FDMA cellphones were sometimes called first-generation (1G) mobile
phones.
Digital cellphones
The trouble with FDMA is that frequencies are limited. As millions
of people sought the convenience of mobile phones ("phones to go"), the
frequency band was soon used up—and the engineers had to find a new
system. First, they swapped from analog to digital
technology: phone calls were
transmitted by sampling the sound of people's voices and turning each
little segment into a numeric code. As well as sharing phone calls
between different frequency bands, the engineers came up with the idea
of giving each phone user a short "time share" of the band.
Effectively, the mobile phone system splits up everyone's calls into
little digital chunks and sends each chunk at a slightly different time
down the same frequency channel. It's a bit like lots of people being
in a crowded room together and taking it in turns to talk so they don't
drown one another out. This system is called time-division
multiple access (TDMA)
and it's a big advance on FDMA. GSM cellphones, based on TDMA, were the
second generation (2G) of mobile phones.

Photo: Before HSDPA: Web browsing on a
cellphone with an earlier system called WAP, which never really caught
on. See our article
on wireless Internet for more
details.
High-speed digital cellphones
Even TDMA isn't perfect. With the number of phone users increasing
so fast, the frequency bands were still getting overcrowded. So the
engineers put their thinking caps on again and found yet another way to
squeeze more users into the system. The idea they came up with next was
called code-division multiple access
(CDMA) and uses elements of both TDMA and FDMA so a number of
different callers can use the same radio frequencies at the same time.
CDMA works by splitting calls up into pieces, giving each piece a code
that identifies where it's going from and to. It's effectively a
packet-switching technology similar to the way information travels
across the Internet and it can increase the overall capacity of the
phone system by 10-20 percent over TDMA. Basic CDMA evolved into an
even higher-capacity system called Wideband
CDMA (WCDMA), which sends data packets over a wide band of radio
frequencies so they travel with less interference, and more quickly and
efficiently (an approach known as spread-spectrum). WCDMA is an example
of a third generation (3G) cellphone system. The 3G equivalent of GSM
is known as UMTS.
"Broadband" cellphones
Ordinary CDMA is great for sending phone calls, which involve
two-way communication. But it's not so good for providing Internet
access. Although Net access is also two-way (because your computer is
constantly requesting Web pages from servers and getting things back in
return), it's not a symmetrical form of communication: you typically
download many times more information than you upload. Fast home
broadband connections achieve their high speeds by splitting your phone
line into separate voice and data channels and allocating more data
channels to downloading than to uploading.
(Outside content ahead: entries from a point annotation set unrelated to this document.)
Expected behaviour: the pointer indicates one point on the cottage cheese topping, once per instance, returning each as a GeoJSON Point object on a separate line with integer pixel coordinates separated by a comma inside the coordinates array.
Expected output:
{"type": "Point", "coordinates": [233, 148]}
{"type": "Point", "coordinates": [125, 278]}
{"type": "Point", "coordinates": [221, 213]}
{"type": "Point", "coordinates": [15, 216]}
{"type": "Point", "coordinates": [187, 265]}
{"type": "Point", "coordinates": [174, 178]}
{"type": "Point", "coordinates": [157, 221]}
That's why broadband is
technically called ADSL—the A stands for asymmetric (and DSL means
digital subscriber line).
Think of HSDPA as a kind of broadband, cellular ADSL. It's a
variation of CDMA that is designed for downloading: for sending lots of
data to broadband cellphones or laptops attached with mobile broadband
modems. It's optimized in various different ways. First, like ADSL, it
introduces a high-speed downloading channel called HS-DSCH
(High Speed Downlink Shared Channel),
which allows lots of users to download data efficiently at once. Three
other important features of HSDPA are AMC
(adaptive modulation and coding), fast
base-station scheduling (BTS),
and fast retransmissions with
incremental redundancy. What does all that stuff mean?
- AMC (Adaptive modulation and coding) simply means that the
cellphone system figures out how good your connection is and changes
the way it sends you data if you have a good connection. So if you're
in the middle of a cell (near a cellphone antenna base station), you'll
get more data more quickly than if you're at the edge of a cell where
reception is poor.
- Fast base-station scheduling means that the base station figures
out when and how users should be sent data, so the ones with better
connections get packets more often.
- In any packet-switching system, packets sometimes get lost in
transmission, just as letters get lost in the regular mail. When this
happens, the packets have to be retransmitted—and that can take time.
With ordinary CDMA technologies, retransmissions have to be authorized
by a top-level controller called the radio network control (RNC). But
with HSDPA, retransmissions are organized by a system closer to the end
user, so they happen more quickly and the overall system is speeded up.
Incremental redundancy means the system doesn't waste time
retransmitting bits of data that successfully got through first time.
Put all this together and you have a cellphone system that's
optimized for sending out packets of data to many users at once.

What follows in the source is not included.